Séance du lundi 5 décembre 2005 à 17h
56e législature - 1re année - 2e session - 9e séance

Discours du président du Grand Conseil

Le président. Madame la conseillère fédérale, en vous saluant il me plaît de rappeler que vous étiez ici il y a quatre ans, mais comme présidente du Conseil d'Etat genevois. Le temps passe, les fonctions changent, mais vous êtes là: merci.

Monsieur le président, Messieurs les conseillers d'Etat,

Monsieur le procureur général,

Mesdames et Messieurs les députés genevois aux Chambres fédérales,

Monsieur le juge fédéral,

Mesdames et Messieurs les représentants des autorités judiciaires,

Mesdames et Messieurs les représentants des autorités communales,

Madame, Messieurs les anciens conseillers d'Etat,

Mesdames et Messieurs les anciens présidents du Grand Conseil,

Monsieur le chancelier d'Etat,

Mesdames et Messieurs les députés,

Mesdames et Messieurs les représentants des autorités militaires, ecclésiastiques et universitaires,

Mesdames et Messieurs les représentants des organisations internationales,

Mesdames et Messieurs les représentants des autorités diplomatiques et consulaires,

Madame la conseillère d'Etat du canton de Vaud,

Messieurs les représentants des départements de l'Ain et de la Haute-Savoie,

Mesdames et Messieurs,

Chères concitoyennes, chers concitoyens,

Tous les quatre ans, au terme des élections, le Grand Conseil tient séance extraordinaire pour recevoir le serment des conseillers d'Etat. Avant d'y procéder, je voudrais exprimer une fois encore aux membres sortants du Conseil d'Etat, Mme Martine Brunschwig Graf, Mme Micheline Spoerri et M. Carlo Lamprecht, la reconnaissance du parlement et de la République pour leur engagement au service des citoyens et la qualité des liens qu'ils ont entretenus avec le Grand Conseil.

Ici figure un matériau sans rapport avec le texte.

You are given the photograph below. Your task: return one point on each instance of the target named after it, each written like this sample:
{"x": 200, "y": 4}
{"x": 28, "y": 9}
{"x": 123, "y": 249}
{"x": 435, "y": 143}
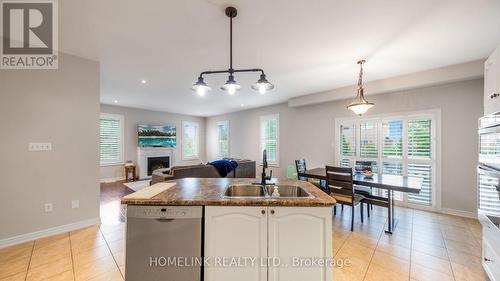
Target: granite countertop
{"x": 210, "y": 192}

Extraordinaire, notre séance de ce jour l'est à plus d'un titre: sa solennité, puisqu'elle consacre la rencontre exceptionnelle des trois pouvoirs, le législatif, l'exécutif et le judiciaire; son lieu, désigné par la Constitution: le temple de Saint-Pierre, devenant pour l'occasion celui de la laïcité républicaine; son faste - relatif, bien sûr, nous sommes à Genève ! Que soient ici remerciés chaleureusement tous ceux qui, notamment au sein du service du Grand Conseil, de la chancellerie d'Etat, du service du protocole, ont oeuvré pour permettre le bon déroulement de cette cérémonie. Que grâce soit aussi rendue aux artistes pour leur précieux concours: M. François Delor, organiste de la cathédrale, le choeur du Grand-Théâtre, ainsi que l'Orchestre de la Suisse Romande et M. Charles Aznavour.

Extraordinaire, cette séance l'est enfin par son contenu: pendant une heure Genève se tend à elle-même un miroir, façonne un projet ou murmure un voeu.

Après avoir prêté serment, le Conseil d'Etat, par la bouche de son président, prononcera le discours-programme de la législature qui commence. Ses options principales nous seront donc annoncées dans quelques instants. J'imagine que le redressement des finances, la lutte contre le chômage et la construction de logements en feront partie. Ce sont en tout cas trois thèmes qui préoccupent les citoyens et que je souhaite évoquer parce qu'ils sont, au sens chimique du mot, des révélateurs.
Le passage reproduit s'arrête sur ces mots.